Edited by a pair of University of Illinois Springfield professors, “Activities for Teaching Gender and Sexuality in the University Classroom” is intended to create a more participatory classroom and, perhaps, reduce pressure on overburdened professors.
“Unfortunately, many instructors wind up teaching these classes with very little experience and knowledge on these topics,” says Elizabeth Ribarsky, who co-edited the book along with Michael Murphy. “If an instructor feels uncomfortable talking about sexuality, they often go to a lecture approach that limits interaction with the class. By protecting their discomfort, they actually perpetuate the student’s discomfort. For us, it’s important to create classrooms where students are engaged in discussions.”

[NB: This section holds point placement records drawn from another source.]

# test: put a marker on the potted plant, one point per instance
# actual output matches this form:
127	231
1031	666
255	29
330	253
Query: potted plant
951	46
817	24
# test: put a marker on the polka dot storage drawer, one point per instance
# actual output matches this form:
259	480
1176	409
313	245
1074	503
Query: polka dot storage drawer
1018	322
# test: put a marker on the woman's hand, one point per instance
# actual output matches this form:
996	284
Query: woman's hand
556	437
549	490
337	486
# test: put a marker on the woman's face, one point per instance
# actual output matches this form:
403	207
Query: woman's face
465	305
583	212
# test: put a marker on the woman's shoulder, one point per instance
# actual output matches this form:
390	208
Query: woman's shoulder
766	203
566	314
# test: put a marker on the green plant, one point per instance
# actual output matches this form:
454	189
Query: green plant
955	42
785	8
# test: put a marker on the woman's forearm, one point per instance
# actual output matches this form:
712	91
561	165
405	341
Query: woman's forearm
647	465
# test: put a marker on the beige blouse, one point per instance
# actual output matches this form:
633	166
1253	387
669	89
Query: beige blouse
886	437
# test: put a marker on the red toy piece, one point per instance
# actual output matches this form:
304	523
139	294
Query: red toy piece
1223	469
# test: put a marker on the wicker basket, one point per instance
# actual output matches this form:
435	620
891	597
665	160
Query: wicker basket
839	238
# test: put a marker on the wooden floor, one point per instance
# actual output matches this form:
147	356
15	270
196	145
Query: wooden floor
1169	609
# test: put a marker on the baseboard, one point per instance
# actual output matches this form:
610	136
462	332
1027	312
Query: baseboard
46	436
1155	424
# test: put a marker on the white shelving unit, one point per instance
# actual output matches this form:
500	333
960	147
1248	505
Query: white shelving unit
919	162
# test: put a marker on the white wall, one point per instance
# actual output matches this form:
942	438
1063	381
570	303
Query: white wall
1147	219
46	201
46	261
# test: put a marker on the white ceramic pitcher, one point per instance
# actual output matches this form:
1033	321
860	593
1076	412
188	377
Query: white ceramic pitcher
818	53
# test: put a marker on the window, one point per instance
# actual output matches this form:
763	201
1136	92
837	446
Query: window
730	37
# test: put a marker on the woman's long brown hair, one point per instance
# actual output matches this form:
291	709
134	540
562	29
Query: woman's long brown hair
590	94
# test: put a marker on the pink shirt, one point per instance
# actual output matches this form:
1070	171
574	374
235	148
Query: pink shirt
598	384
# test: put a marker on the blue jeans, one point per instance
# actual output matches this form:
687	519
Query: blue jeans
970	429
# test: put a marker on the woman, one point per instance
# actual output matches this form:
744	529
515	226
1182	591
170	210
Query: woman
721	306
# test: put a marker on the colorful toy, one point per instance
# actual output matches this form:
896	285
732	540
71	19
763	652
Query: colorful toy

In creating the new teacher’s manual, the editors pored over hundreds of lesson plans from around the country, looking for activities that had a track record of positive results with college age populations.
“Despite how pervasive sexuality and gender issues are in the media, it still remains a remarkably taboo topic within our society. Some people actually think we’re promoting people having sex by talking about it [in the classroom]. But research has shown that people that talk about sex at a younger age – and are more comfortable talking about sex – tend to delay their first sexual experience longer than those who did not talk about it.”
Try it out:
Activity from “Activities for Teaching Gender and Sexuality in the University Classroom.” [Note: the description below is only intended as a cursory example. Before implementing any activity in the classroom, instructors are encouraged to consult the full lesson plan.]
“The Sexual Secrets Project,” developed by Shawn Trivette, of Louisiana Tech University
1. Students are given a note card and an envelope.
2. Similar to the well-known online PostSecret project, they are encouraged to anonymously write down a personal sexual secret.
3. They seal the envelope and submit it to the instructor.
4. The instructor posts the note cards in the classroom at a future date.
Frequent result: Both students and instructors are often shocked to discover that their most taboo feelings and experiences are shared by many of their peers.